永遠と麦の穂
刹那がトレミーのブリッジへ顔を出すと、そこにいたクルーたちが一斉に視線を向けてきた。
「刹那!」
「刹那、あなたいったい──」
「捕虜をトレミーに収容した」
問い詰めたかった相手に先手を打たれた戦術予報士の喉がグッと詰まる。文句くらい言わせなさいと、スメラギは心の中で毒づくが、面倒な作業を引き受けてくれたことに対する礼はしておくべきだ。
「ありがとう、刹那。暴れたりしなかった?」
「いや、いたっておとなしかった」
「へぇ……。まぁ、敵船の中に一人じゃ、いくらアロウズでも抵抗はできないか」
ロックオンの言葉には多少の嘲りが込められている。反連邦組織カタロンの構成員でもあった彼は、刹那たちよりも根深いしがらみがあるのだ。
「独房にはビリーもいたでしょ? 彼とは知り合いだった?」
スメラギの問いに刹那は一瞬だけ口をつぐむ。
「……いや、知らないようだった」
「ふぅん。じゃあ、考えすぎだったかな?」
見たことのない黒いモビルスーツと彼の関連性は消えた。もともとたいして気になる要素でもなかったので、スメラギはそのことに関する考察をスッパリと切り捨てた。
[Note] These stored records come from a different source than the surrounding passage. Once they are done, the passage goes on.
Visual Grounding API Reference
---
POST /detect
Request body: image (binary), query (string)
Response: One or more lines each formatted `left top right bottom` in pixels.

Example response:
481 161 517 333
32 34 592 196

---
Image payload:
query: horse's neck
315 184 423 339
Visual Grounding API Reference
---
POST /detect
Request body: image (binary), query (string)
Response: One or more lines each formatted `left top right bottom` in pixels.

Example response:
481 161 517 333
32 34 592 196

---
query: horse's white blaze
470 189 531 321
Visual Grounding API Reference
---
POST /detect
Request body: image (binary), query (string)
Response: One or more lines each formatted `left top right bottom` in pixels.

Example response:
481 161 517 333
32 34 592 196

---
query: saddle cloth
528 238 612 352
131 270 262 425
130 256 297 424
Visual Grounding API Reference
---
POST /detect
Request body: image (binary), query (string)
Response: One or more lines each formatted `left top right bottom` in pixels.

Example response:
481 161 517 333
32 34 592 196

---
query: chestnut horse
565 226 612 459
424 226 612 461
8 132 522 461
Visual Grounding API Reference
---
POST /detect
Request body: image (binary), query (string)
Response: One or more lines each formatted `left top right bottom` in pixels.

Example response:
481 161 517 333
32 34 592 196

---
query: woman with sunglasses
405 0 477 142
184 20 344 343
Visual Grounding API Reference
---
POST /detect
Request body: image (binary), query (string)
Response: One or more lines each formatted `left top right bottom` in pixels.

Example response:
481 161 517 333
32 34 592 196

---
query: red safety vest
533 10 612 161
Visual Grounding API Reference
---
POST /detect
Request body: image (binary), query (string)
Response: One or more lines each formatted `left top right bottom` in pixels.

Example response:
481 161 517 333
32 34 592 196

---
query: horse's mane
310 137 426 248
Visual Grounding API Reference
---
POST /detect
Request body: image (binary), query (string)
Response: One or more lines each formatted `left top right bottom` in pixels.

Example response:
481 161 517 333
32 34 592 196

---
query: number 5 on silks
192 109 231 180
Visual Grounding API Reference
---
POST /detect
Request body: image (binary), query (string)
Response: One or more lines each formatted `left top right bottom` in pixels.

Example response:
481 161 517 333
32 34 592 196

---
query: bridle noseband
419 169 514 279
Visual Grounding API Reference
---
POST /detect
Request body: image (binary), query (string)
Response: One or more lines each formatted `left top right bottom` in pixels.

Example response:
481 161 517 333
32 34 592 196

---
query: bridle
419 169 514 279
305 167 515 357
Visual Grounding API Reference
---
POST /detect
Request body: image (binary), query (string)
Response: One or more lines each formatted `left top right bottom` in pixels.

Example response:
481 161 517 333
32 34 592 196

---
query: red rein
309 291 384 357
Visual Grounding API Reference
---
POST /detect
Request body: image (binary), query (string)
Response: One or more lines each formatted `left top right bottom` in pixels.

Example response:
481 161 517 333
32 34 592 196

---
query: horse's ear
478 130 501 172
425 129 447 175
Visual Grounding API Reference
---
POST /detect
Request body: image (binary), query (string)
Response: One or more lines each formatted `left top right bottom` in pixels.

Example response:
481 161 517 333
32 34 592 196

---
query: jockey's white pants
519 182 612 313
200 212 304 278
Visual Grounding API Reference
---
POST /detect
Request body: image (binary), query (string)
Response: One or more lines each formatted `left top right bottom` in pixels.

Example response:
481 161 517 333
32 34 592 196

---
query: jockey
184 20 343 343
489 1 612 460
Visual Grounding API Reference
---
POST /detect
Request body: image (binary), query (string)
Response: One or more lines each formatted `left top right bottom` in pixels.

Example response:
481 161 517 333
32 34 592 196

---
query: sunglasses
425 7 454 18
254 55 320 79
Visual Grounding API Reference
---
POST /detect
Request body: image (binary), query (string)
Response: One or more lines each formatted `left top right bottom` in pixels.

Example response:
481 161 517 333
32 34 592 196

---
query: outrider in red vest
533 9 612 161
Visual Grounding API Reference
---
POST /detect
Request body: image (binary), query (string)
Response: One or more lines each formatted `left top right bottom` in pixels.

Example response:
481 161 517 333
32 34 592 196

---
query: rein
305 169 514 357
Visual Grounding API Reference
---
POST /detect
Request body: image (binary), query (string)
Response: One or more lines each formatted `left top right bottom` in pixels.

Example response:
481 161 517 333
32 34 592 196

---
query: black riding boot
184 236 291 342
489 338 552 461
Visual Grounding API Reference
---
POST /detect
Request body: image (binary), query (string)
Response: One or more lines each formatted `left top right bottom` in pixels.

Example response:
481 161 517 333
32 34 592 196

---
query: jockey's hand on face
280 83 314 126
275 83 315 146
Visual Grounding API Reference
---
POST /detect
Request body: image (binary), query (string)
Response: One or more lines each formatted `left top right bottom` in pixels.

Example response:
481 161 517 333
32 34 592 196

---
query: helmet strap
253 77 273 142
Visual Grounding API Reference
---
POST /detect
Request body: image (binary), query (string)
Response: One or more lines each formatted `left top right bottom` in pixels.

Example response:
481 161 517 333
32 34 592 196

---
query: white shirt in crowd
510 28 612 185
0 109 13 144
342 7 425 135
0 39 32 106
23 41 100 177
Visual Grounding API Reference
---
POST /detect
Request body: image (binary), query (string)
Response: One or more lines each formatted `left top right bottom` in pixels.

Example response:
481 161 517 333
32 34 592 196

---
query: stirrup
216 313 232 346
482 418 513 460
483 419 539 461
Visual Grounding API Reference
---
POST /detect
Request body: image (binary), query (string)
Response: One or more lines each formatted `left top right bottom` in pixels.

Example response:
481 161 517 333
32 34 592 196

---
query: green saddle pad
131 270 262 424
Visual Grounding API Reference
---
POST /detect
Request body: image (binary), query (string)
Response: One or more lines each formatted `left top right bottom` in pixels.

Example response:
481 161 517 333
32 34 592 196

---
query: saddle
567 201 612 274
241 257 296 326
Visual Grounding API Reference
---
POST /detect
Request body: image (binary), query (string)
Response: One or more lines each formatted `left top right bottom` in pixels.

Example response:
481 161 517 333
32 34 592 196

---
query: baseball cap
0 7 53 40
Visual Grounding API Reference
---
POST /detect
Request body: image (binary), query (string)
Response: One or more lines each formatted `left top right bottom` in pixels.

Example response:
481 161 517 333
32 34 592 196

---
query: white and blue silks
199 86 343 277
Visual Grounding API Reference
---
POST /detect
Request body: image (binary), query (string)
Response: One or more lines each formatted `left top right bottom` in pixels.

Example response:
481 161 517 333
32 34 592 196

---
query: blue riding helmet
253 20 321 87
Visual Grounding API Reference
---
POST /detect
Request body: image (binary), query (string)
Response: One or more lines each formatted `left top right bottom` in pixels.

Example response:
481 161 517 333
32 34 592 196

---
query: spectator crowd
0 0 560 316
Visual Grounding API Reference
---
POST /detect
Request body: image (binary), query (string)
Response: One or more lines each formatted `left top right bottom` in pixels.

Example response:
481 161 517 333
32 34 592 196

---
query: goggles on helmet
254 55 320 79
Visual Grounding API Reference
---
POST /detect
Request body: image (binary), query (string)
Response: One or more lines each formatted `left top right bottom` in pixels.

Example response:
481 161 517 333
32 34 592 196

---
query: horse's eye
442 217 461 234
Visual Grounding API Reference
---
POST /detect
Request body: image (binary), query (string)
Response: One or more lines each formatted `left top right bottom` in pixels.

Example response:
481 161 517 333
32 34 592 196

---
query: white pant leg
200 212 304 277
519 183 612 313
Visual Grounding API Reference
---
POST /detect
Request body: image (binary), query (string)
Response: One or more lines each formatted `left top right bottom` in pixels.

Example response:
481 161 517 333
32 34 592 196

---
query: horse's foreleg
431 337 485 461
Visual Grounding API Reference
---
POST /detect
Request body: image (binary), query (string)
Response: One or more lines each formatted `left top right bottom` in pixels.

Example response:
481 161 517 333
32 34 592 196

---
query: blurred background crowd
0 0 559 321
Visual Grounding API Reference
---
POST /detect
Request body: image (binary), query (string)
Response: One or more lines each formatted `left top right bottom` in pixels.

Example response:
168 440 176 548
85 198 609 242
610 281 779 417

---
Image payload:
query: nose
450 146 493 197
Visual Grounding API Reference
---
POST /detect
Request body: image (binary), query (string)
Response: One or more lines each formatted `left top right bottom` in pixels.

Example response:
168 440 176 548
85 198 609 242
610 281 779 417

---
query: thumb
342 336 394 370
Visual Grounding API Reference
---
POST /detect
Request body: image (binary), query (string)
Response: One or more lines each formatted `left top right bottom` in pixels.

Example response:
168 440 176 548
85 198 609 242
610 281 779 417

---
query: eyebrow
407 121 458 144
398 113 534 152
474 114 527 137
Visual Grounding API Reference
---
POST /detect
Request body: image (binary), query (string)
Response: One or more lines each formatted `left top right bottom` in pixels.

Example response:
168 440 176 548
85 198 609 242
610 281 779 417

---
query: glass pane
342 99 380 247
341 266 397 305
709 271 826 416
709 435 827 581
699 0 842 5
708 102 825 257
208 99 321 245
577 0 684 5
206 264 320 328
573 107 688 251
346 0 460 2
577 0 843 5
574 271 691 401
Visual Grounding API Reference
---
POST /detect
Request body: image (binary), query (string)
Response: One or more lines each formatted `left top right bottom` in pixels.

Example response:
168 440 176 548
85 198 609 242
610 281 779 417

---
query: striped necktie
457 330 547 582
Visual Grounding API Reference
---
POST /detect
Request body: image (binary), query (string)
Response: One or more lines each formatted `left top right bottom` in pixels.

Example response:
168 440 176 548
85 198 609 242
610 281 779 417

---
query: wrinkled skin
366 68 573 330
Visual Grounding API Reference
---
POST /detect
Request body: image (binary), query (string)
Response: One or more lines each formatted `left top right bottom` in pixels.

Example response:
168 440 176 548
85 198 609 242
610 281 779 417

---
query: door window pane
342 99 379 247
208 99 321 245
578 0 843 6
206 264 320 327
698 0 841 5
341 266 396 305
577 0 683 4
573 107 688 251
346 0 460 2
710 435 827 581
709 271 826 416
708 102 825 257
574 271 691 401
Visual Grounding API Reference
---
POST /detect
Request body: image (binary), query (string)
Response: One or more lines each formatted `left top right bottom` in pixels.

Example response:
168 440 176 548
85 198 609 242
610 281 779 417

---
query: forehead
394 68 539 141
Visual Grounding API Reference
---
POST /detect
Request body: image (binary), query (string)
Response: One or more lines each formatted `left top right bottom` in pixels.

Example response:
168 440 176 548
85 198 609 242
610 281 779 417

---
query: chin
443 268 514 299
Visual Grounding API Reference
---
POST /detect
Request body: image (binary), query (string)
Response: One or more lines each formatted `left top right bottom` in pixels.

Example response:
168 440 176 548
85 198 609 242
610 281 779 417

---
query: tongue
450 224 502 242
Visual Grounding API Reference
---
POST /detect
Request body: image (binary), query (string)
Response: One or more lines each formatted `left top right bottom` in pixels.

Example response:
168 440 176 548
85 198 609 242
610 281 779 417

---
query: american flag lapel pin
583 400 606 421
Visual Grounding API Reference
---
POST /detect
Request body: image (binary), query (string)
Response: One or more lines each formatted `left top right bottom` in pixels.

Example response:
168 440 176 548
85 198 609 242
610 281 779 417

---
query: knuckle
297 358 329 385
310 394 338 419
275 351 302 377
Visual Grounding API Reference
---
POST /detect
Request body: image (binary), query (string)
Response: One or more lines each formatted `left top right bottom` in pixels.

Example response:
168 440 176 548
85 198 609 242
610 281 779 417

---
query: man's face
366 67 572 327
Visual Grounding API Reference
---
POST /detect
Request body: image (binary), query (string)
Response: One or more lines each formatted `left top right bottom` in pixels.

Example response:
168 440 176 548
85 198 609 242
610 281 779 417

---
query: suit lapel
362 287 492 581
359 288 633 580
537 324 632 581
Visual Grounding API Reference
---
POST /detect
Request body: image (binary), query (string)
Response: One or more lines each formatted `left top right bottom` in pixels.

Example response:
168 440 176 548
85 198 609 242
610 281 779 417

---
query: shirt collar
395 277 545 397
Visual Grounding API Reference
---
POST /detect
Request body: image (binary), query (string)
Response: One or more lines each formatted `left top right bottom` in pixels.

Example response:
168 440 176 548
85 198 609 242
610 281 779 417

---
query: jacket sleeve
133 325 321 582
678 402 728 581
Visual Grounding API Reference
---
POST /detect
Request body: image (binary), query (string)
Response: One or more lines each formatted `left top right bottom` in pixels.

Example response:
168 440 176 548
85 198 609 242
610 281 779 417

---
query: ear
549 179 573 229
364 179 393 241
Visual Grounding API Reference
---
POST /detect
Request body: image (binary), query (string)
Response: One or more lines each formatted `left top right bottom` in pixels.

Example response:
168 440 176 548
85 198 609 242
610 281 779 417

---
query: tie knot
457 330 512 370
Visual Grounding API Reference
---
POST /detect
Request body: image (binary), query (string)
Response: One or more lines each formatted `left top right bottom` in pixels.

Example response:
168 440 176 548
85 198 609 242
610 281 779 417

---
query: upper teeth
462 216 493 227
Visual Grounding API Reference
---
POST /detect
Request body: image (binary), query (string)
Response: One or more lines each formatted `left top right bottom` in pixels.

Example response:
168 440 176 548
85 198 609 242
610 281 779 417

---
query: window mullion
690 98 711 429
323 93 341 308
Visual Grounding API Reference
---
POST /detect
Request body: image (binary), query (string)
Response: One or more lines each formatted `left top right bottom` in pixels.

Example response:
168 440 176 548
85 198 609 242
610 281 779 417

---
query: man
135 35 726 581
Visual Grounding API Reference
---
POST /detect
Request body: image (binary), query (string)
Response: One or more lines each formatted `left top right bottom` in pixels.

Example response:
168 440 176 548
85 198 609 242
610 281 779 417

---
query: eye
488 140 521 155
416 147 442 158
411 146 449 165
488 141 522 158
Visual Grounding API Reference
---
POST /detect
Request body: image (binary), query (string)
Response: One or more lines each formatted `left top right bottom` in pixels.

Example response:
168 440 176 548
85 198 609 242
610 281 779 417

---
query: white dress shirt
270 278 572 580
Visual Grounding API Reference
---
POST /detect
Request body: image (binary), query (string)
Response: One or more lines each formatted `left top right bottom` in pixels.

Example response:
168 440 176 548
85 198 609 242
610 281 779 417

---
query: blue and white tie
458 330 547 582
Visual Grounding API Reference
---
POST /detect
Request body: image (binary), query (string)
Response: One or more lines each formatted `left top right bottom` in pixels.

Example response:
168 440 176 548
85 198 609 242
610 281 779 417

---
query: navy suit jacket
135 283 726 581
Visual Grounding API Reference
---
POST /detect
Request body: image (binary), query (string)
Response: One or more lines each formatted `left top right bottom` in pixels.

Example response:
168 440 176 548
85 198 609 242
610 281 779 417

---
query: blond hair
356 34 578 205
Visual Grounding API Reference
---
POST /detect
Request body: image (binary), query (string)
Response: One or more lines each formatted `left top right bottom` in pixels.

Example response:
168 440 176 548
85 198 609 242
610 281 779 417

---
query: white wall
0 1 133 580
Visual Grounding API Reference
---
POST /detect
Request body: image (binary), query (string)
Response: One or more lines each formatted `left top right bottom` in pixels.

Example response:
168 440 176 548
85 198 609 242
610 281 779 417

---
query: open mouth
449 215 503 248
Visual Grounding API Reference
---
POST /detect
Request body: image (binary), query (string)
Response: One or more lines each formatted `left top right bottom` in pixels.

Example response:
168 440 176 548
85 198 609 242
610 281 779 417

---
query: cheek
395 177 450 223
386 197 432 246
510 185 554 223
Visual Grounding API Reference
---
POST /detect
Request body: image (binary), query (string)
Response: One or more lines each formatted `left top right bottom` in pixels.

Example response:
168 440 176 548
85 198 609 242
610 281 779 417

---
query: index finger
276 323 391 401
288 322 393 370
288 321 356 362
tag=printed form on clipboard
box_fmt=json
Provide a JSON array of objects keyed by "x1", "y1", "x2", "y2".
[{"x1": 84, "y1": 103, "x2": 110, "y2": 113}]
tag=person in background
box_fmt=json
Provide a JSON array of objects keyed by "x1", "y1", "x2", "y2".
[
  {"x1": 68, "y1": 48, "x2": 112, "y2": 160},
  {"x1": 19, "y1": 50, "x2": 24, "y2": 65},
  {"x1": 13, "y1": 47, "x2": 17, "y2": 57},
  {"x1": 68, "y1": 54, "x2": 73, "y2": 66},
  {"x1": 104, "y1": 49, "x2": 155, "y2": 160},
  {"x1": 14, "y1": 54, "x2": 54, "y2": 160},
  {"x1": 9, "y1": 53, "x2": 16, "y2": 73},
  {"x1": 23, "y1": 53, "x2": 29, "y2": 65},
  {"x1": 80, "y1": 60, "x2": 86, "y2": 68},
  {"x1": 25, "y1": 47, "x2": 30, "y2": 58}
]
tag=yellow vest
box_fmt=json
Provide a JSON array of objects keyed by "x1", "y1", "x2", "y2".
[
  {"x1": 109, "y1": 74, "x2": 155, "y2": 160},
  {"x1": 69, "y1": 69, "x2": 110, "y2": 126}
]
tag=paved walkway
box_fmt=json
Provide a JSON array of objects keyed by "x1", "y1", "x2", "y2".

「さぁ、補給も修理ももうじき完了するわ。地球へ行くわよ。向こうへ行ってもやることは山積みだけど、少しくらいならゆっくりできるはずよ」
スメラギは笑顔を作り、クルーたちに明るく声をかけた。
地球に下りたら、さまざまな別れが待っている。これまで一緒に戦ってきた仲間たち、成り行きで一緒になったものたち、僅かであっても共に過ごした人々が、それぞれの未来へと羽ばたいていく。
「目標降下ポイントはどこだ?」
刹那の問いには、フェルトが答えた。
「ヨーロッパのアルプス山脈よ。近くにカタロンの基地があって、前も私たちそこのお世話になったの」
「クロスロード君の希望もあってね。彼女の故郷がスペインだから」
フェルトの後を次いでスメラギも口添えをする。
「そうか、沙慈たちの」
刹那はそれだけ言うと、目の前のスクリーンに映し出される地球に目をやった。その動作が引き金となって、トレミークルーたち全員の視線も、宇宙に青く浮かび上がる、母なる大地へと注がれたのだった。